When the everyday customer wants to purchase something from a business, all they have to do is provide their payment. But when it comes to one business paying another business, things get a lot more complicated. Completing a B2B payment is a multi-step process that requires meticulous data tracking and approvals from various teams throughout its journey—and it involves a lot of manual work.

The B2B payments landscape is rapidly shifting, however, with emerging technologies that make the entire process far less painful to manage. In this blog post, we’ll cover the basics of B2B payments, including common challenges that teams face throughout their workflow and how modern B2B payment solutions solve them.

What is a B2B payment?

A B2B (business-to-business) payment is the purchase of goods or services from one business to another business or from one business to a contingent worker (e.g., freelancers, consultants, independent contractors).
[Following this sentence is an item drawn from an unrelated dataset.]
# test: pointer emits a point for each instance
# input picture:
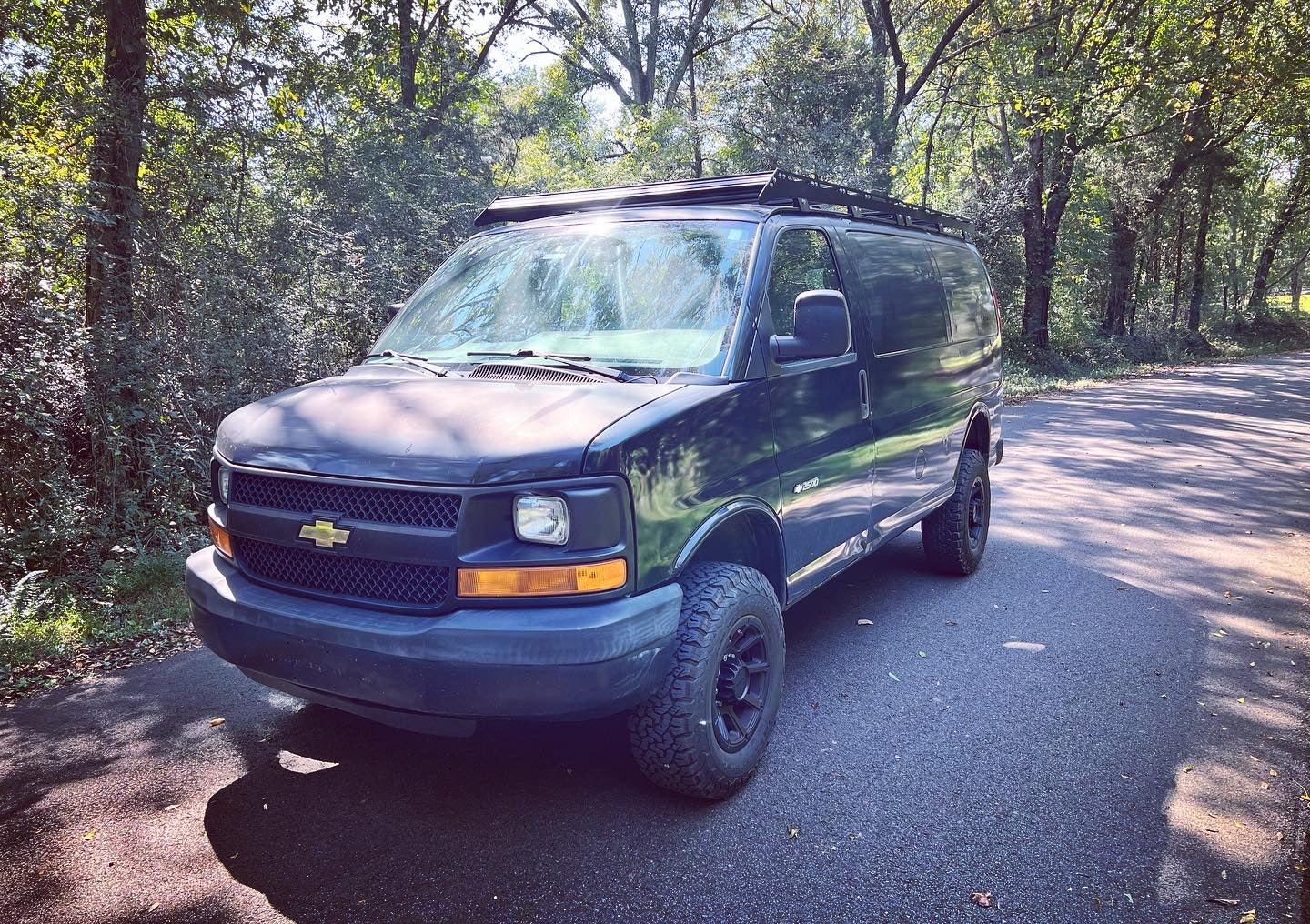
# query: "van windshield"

These payments are often recurring transactions under contractual terms or can occur on a one-time basis.

B2B payment examples vary widely and can include:

  • A ride-share app paying every single one of its many drivers

  • A startup paying its email software provider

  • A car repair shop paying its vendors for unique parts

  • An e-commerce store paying its international partners for inventory

There is no one method in which these payments are made, and they range from traditional paper checks to electronic payment methods.

B2B payment methods

B2B payment methods can have positive or negative impacts to the payment life cycle depending on which you choose. Transaction fees can add up over time, and payment delays can have serious repercussions for your cash flow. Plus, there’s the security of your transaction to consider. Below, you’ll find brief explainers of various B2B payment methods along with a few pros and cons of each.
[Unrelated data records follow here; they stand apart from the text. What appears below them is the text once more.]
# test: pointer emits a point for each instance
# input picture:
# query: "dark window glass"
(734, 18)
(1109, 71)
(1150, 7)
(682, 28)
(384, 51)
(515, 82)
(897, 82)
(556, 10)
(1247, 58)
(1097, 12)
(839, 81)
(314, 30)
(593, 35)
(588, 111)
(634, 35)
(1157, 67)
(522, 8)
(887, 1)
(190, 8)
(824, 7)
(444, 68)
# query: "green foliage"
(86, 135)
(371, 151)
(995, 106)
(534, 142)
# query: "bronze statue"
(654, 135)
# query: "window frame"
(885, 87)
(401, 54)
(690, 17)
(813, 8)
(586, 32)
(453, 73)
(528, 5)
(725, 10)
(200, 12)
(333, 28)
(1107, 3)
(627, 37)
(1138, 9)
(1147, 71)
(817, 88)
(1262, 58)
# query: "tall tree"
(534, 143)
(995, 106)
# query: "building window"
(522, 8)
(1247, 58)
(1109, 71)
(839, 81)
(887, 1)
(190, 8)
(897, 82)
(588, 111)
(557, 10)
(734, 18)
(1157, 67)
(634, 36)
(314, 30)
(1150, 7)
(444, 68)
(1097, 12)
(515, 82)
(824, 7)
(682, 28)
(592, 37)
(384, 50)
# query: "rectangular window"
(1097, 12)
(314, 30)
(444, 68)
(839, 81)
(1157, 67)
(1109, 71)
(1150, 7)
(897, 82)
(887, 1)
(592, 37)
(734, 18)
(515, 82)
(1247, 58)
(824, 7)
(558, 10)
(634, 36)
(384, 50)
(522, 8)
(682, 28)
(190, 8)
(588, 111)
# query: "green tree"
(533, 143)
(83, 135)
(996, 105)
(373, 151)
Suggested reading: Small Business Payment Options

Credit cards

Credit cards are most common in business-to-customer transactions (i.e., paying a restaurant for your meal or paying an online store for your order). There are plenty of credit card providers out there (like the well-known Mastercard and Visa), and processing fees vary depending on the transaction method and rates for each card. Payment volumes between businesses are higher than those made by consumers, which means processing fees can add up quickly. For this reason, credit cards haven’t been popular for B2B transactions.

ACH payments

ACH payments are electronic payments that go through an Automated Clearing House Network, which is managed by a non-profit called the National Automated Clearing House Association (Nacha). They are often referred to as ACH direct deposit payments, e-checks or direct pay. Many businesses prefer to accept ACH payments due to their level of high security and the quickness in which they’re completed, arriving in usually about one to three business days. In terms of fees, they cost less than $1, which offers significant savings compared to credit cards.

Wire transfers

Wire transfers are typically used when moving a significant sum of money to someone you know well. With wire transfers, money goes straight from the buyer's bank to the seller's bank before ending up in their business account. Wire transfers are generally considered to be safe, but they can be pricey: Fees can reach up to $50 per transaction, depending on your bank's policy.
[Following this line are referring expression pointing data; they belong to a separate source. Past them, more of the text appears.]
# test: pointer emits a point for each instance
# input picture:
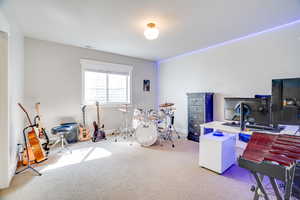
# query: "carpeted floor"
(112, 171)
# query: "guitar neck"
(26, 113)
Suggested reading: ACH vs Wire Transfer

Payment aggregators

You've likely used a payment aggregator like Paypal or Square. They are popular because payments can be made quickly and their checkout processes are easy to use. These platforms are much more common in P2P (peer-to-peer) transactions (e.g., paying a friend back for lunch) due to their user-friendly interfaces, but businesses also use them for payment processing. Each platform has its own fees and constraints. For example, many businesses instead end up looking for a Paypal alternative due to the platform’s feature limitations, such as lack of mass payments, accounting software integrations and bill approval workflows.


Paper checks are familiar, flexible and reliable for many business owners, making them a popular method for B2B payments. But they’re not perfect. Purchasing checks can get expensive and manually processing them can be a burden on an accounting team depending on the volume.

Suggested reading: ACH vs Check

Additionally, checks can take several days to arrive to the recipient, and there's a risk they can get lost in the mail. There’s also an inconvenience placed on the recipient if they don’t use mobile banking to deposit their check; they’ll have to visit a bank in person to process the payment.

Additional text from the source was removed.